I’m not what you’d call a traditionally religious person at all - for me personally, agnostic and atheist are as close as one side of a coin to the other. However, I read the Bible often and try to connect with the wisdom therein.
After John the Baptist was beheaded, Jesus took to a boat to be alone - people later thronged to him, he healed the sick and fed them by multiplying fish and loaves. Then He sent his disciples across the water in the boat.
After this, he went to the mountainside - alone - to pray. The next day (!) he came down, walked on the water to his disciples in the boat and proved he was the son of God.
Both why I hunt and also why I prefer to avoid a crowded church and seek solitude can be found in that story.
Love the comratery of a base camp , the BS around the camp fire, the excitement in the mornings, the celebration when one would tag their game and the pride when its you that filled their tag.
I only wish I had started earlier in my life.
Meat is number one in my book.
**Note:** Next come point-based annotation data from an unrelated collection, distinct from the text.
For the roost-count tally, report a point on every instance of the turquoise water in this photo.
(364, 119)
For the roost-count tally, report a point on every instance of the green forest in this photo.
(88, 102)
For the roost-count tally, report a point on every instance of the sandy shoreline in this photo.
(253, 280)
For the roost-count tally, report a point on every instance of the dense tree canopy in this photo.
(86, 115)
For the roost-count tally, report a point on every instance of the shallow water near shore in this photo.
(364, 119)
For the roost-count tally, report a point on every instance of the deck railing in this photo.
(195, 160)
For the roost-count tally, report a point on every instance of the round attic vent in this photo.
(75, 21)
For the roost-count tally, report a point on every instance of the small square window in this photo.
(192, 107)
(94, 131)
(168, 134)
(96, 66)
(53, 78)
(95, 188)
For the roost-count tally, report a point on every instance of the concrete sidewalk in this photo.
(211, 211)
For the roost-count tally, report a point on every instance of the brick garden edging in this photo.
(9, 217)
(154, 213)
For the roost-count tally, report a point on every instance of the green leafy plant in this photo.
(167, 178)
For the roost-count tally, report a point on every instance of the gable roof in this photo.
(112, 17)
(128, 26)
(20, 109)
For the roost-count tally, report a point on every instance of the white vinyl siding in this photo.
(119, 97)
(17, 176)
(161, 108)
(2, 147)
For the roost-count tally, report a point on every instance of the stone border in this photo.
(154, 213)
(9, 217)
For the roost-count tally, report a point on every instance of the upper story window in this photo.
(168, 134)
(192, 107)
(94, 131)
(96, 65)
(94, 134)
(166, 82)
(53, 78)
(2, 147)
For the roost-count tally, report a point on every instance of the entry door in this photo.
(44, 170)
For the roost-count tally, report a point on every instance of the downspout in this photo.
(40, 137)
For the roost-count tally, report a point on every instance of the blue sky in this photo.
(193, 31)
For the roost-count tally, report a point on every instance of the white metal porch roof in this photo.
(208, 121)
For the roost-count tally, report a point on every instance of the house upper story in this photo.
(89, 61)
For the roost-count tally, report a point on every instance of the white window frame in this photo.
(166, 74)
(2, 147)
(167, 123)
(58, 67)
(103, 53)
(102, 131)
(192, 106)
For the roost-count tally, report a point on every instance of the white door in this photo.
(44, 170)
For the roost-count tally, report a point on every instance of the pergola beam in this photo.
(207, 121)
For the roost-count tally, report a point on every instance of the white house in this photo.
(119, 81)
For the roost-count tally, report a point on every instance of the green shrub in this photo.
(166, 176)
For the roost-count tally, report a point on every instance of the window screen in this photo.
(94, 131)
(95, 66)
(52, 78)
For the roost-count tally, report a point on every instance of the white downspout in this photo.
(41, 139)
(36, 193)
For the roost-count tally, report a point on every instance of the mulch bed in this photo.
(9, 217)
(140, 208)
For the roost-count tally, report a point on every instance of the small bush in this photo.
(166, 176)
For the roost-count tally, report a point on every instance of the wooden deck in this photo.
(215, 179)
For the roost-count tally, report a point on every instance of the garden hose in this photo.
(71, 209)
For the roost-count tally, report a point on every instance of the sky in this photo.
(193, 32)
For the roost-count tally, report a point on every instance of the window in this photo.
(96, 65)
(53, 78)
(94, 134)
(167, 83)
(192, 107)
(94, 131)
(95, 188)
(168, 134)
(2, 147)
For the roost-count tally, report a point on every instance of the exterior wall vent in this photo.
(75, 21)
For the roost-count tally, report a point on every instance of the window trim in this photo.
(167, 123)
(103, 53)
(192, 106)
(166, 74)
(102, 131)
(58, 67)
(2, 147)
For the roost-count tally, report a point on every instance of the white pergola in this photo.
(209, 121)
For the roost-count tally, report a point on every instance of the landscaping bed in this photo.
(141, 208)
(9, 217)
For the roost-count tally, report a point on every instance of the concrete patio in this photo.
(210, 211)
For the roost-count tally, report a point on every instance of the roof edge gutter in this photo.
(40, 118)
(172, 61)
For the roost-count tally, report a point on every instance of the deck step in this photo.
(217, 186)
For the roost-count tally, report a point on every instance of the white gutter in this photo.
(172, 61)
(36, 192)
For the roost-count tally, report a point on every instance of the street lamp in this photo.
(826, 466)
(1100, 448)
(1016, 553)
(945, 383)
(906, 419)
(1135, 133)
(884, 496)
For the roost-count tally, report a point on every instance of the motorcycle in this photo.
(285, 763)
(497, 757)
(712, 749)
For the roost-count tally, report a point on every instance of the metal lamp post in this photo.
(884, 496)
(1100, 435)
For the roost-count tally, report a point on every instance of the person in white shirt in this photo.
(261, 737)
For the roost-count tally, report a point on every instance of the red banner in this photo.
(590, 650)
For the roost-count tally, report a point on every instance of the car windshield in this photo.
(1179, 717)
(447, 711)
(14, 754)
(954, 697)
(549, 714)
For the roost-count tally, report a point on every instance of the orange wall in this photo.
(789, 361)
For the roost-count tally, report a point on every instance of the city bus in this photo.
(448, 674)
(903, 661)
Healthy lifestyle and it’s what I do for my day to day profession which I love also. I love to kick my own ass and see what I can take and what I need to work on To be better. And honestly.....I’m not going to lie.....I enjoy killing animals to eat. Always have and always will.
We cooked some factory ground beef this week, my wife literally told me she was making me fly to Alaska for moose and caribou hunting. I told her well, if I have to but you are gonna owe me big time. Hahahaha.
I like the meat, I like the history, I like being in touch with where we came from, I like the camaraderie, and I especially like being unplugged from the world for 2 weeks.
It's a deep down urge for me, I can't explain it otherwise. No one in my family hunted but I remember waking up early to watch Tom Miranda Saturday mornings on ESPN2.
I still remember when my dad bought me the lil' banshee bow at sports authority when I was around 6 (30 now). That's probably one of the best memories I have and I remember it like it was yesterday. I still have that bow at my parents house.
The moment. The instant the shot cracks, the arrow lets lose.
It revels a hidden truth about oneself that can not be duplicated.
The finality of that single moment draws me back every time.
I took up hunting 2 years ago because zoning regulations would not allow me to start my pastured egg laying business. I was also going through a rough child custody case. I needed a hobby and something adventurous.
Hunting introduced me to tradituinal archery. I have a REASON to be in the woods 2 hours before sunrise, when I'm awake, anyway. I'm learning about conservation and the connection to nature has multiplied.
This wholesome, historically important endeavor has greatly improved the lives of my family and me
I am a 3rd or 4th gen hunter. I like the solitude when I hunt solo, I love camaraderie when hunting with someone else. It used to be a family thing for me, now I am the only one who hunts. But I relate to WannabeHunter's response, and the pursuit is what drives me every year. Working on teaching my kids same thing.
I fell in love with the romance of fly fishing and archery when I was a kid (courtesy of old outdoor shows). I actually got to learn to fly fish as a kid but had to wait to learn to hunt until my twenty's (nobody in my family hunted) - I taught myself after attending a hunter education class in Mass. Started with a compound to be ethical and transitioned to a recurve as soon as I could and never looked back!
I just feel a part of nature/the wild when I am out there hunting and I love it.